Son socialisme, ses convictions, ses espoirs, elle les a fondés sur sa foi en la perfectibilité morale de l’homme. Elle avait, en effet, de la divinité humaine, une haute notion, qu’elle exaltait de livre en livre, et ainsi s’associait-elle par la pensée et par le sentiment à l’une des idées fondamentales du christianisme. Je veux dire au principe de libre arbitre et de responsabilité. D’où sa nette conception du devoir et de nos obligations morales. Peut-être, parmi les penseurs ou écrivains français, ses contemporains, n’y en a-t-il pas un qui ait compris aussi fortement que « ce n’est pas de pain seulement que l’homme a besoin pour vivre ». Quant à sa fierté, à ses exigeantes revendications, je répète qu’elles n’excluaient jamais la pitié, le pardon de l’offense, voire une patience sans bornes, qu’elle avait trouvée dans sa pitié même pour l’offenseur. George Sand a, maintes fois, célébré ces vertus dans ses œuvres et a su les incarner dans des types.

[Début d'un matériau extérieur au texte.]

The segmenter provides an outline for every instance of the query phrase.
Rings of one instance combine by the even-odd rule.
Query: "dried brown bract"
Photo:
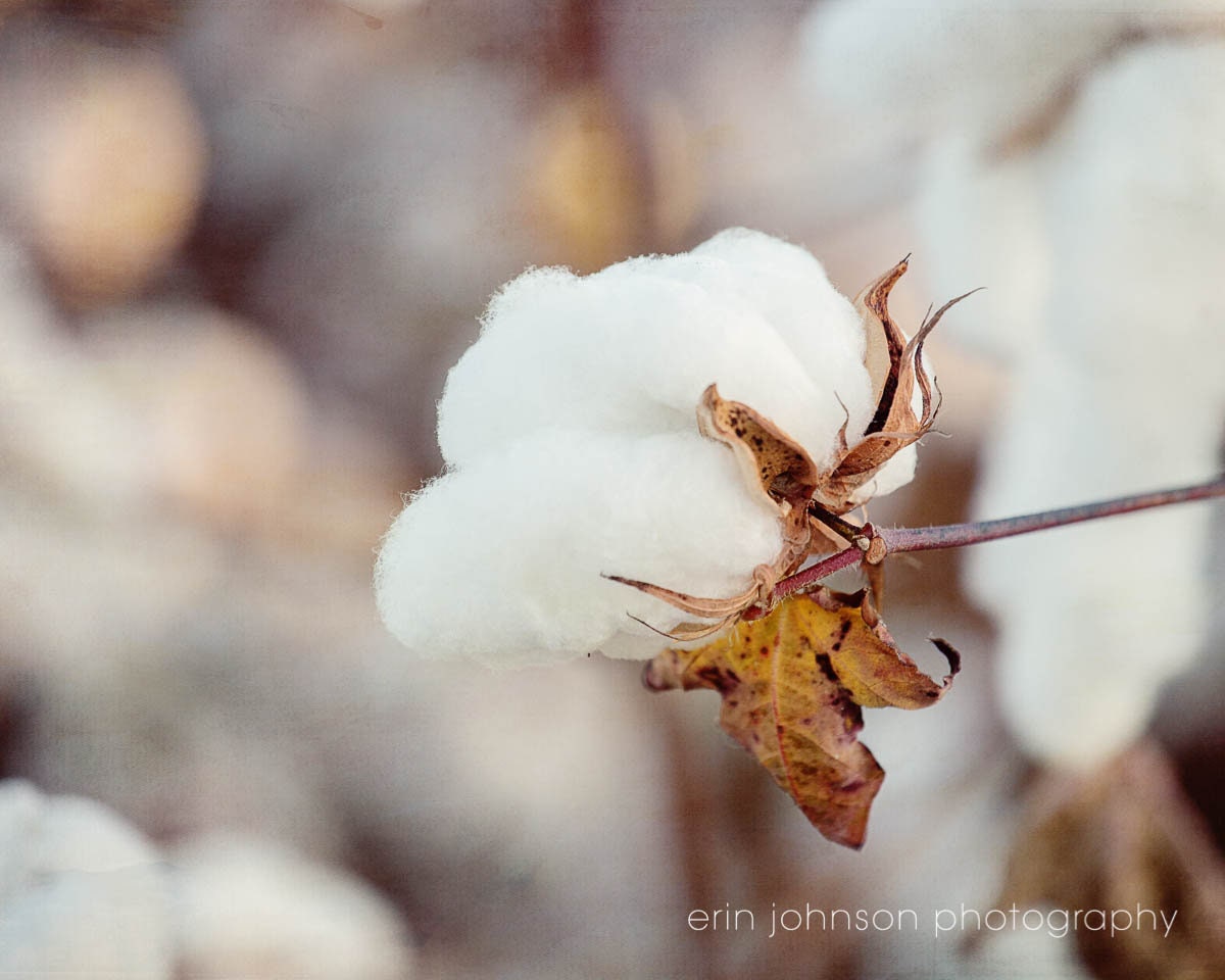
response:
[[[774,584],[797,571],[812,555],[848,546],[848,527],[835,518],[864,503],[871,492],[869,484],[881,468],[931,430],[940,408],[940,390],[924,365],[922,345],[948,309],[969,293],[930,314],[908,341],[889,315],[889,293],[907,266],[908,260],[903,258],[855,299],[866,338],[864,366],[876,408],[854,445],[848,443],[843,423],[837,454],[828,468],[817,466],[799,442],[766,417],[746,404],[719,397],[714,385],[702,393],[698,430],[725,443],[740,462],[752,492],[764,495],[778,510],[783,548],[773,561],[753,570],[753,581],[742,593],[724,599],[703,599],[610,576],[691,616],[715,620],[681,624],[668,636],[697,639],[715,633],[739,620],[750,606],[768,605]]]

On a écrit d’elle que, mère excellente, elle a travaillé assidûment jusqu’à ses derniers jours et que, amie sincère des paysans de son village, elle fut aimée d’eux avec ferveur.

Elle tirait, paraît-il, quelque satisfaction d’amour-propre de son origine aristocratique (par sa mère elle se rattachait à la maison de Saxe), mais, bien plus qu’à ces naïfs prestiges, elle était sensible, il faut le dire, à cette aristocratie vraie dont le seul apanage est la supériorité d’âme.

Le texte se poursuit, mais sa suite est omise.